Expression of Tyrosine Hydroxylase is Negatively Regulated Via Prion Protein

  • Marcio Henrique Mello da Luz
  • Isaias Glezer
  • Andre Machado Xavier
  • Marcelo Alberti Paiva da Silva
  • Jessica Monteiro Volejnik Pino
  • Thiago Panaro Zamith
  • Taynara Fernanda Vieira
  • Bruno Brito Antonio
  • Hanna Karen Moreira Antunes
  • Vilma Regina Martins
  • Kil Sun Lee
Original Paper

Abstract

Cellular prion protein (PrPC) is a glycoprotein of the plasma membrane that plays pleiotropic functions by interacting with multiple signaling complexes at the cell surface. Recently, a number of studies have reported the involvement of PrPC in dopamine metabolism and signaling, including its interactions with tyrosine hydroxylase (TH) and dopamine receptors.
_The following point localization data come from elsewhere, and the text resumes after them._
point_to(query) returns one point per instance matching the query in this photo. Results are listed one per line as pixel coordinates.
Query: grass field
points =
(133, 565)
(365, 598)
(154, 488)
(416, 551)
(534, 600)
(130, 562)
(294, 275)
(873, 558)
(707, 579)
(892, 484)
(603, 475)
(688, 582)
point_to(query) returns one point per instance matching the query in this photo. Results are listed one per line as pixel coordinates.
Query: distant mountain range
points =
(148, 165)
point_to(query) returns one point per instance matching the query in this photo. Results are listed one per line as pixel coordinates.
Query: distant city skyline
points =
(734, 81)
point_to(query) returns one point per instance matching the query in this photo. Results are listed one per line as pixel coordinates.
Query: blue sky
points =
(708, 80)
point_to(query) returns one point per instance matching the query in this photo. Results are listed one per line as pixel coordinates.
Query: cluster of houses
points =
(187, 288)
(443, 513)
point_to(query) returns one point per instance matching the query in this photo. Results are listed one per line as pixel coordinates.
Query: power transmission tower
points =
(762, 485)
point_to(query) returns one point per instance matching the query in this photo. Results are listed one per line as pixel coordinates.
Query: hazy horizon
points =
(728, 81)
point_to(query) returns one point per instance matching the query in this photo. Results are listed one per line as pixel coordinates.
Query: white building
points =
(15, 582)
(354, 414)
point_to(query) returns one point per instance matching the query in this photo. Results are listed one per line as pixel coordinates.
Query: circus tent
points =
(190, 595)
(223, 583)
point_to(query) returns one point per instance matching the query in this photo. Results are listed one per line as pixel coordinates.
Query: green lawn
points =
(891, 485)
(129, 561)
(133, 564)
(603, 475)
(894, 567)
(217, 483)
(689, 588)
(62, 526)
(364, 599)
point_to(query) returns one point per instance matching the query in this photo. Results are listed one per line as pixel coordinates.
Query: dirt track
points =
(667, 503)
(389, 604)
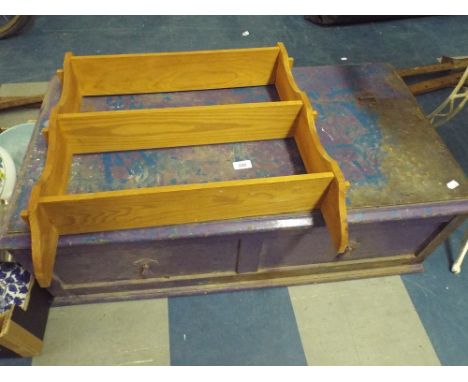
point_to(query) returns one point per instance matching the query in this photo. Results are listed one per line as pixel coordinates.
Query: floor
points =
(419, 319)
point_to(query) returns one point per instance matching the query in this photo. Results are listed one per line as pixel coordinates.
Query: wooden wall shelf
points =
(52, 212)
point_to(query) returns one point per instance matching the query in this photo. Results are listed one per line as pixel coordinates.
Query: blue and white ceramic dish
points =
(15, 283)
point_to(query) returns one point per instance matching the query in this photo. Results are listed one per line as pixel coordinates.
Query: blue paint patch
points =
(440, 298)
(240, 328)
(350, 133)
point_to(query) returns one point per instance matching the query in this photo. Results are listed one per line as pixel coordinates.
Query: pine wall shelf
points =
(52, 211)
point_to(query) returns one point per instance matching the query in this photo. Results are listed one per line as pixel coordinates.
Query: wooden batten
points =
(181, 126)
(171, 72)
(167, 205)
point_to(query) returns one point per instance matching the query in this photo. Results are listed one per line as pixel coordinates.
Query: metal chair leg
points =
(456, 267)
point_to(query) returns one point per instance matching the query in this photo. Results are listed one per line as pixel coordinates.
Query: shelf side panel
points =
(314, 155)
However, the outcomes reported by independent studies are still debatable. Therefore in this study, we investigated the effects of PrPC on the TH expression during the differentiation of N2a cells with dibutyryl-cAMP, a well-known cAMP analog that activates TH transcription. Upon differentiation, TH was induced with concomitant reduction of PrPC at protein level, but not at mRNA level. shRNA-mediated PrPC reduction increased the basal level of TH at both mRNA and protein levels without dibutyryl-cAMP treatment. This phenotype was reversed by re-expression of PrPC. PrPC knockdown also potentiated the effect of dibutyryl-cAMP on TH expression. Our findings suggest that PrPC has suppressive effects on TH expression. As a consequence, altered PrPC functions may affect the regulation of dopamine metabolism and related neurological disorders.

Keywords

Cellular prion protein Dopamine metabolism Tyrosine hydroxylase Gene expression 

Notes

Acknowledgments

This study was supported by Grants from FAPESP [Fundação de Amparo à Pesquisa do Estado de São Paulo: 2013/22413-5 (K.S.L); 2013/07937-8 (I.G)], CAPES (Coordenação de Aperfeiçoamento de pessoal de Nível Superior), CNPq (Conselho Nacional de Desenvolvimento Científico e Tecnológico: 467566/2014-3) and EMU (programa de equipamentos multiusuários). We thank Dr. Ricardo Borges Machado from UNIFESP, who carried out the quantification of dopamine and its metabolites.

Compliance with Ethical Standards

Conflict of interest

None of the authors have any conflict of interests to disclose.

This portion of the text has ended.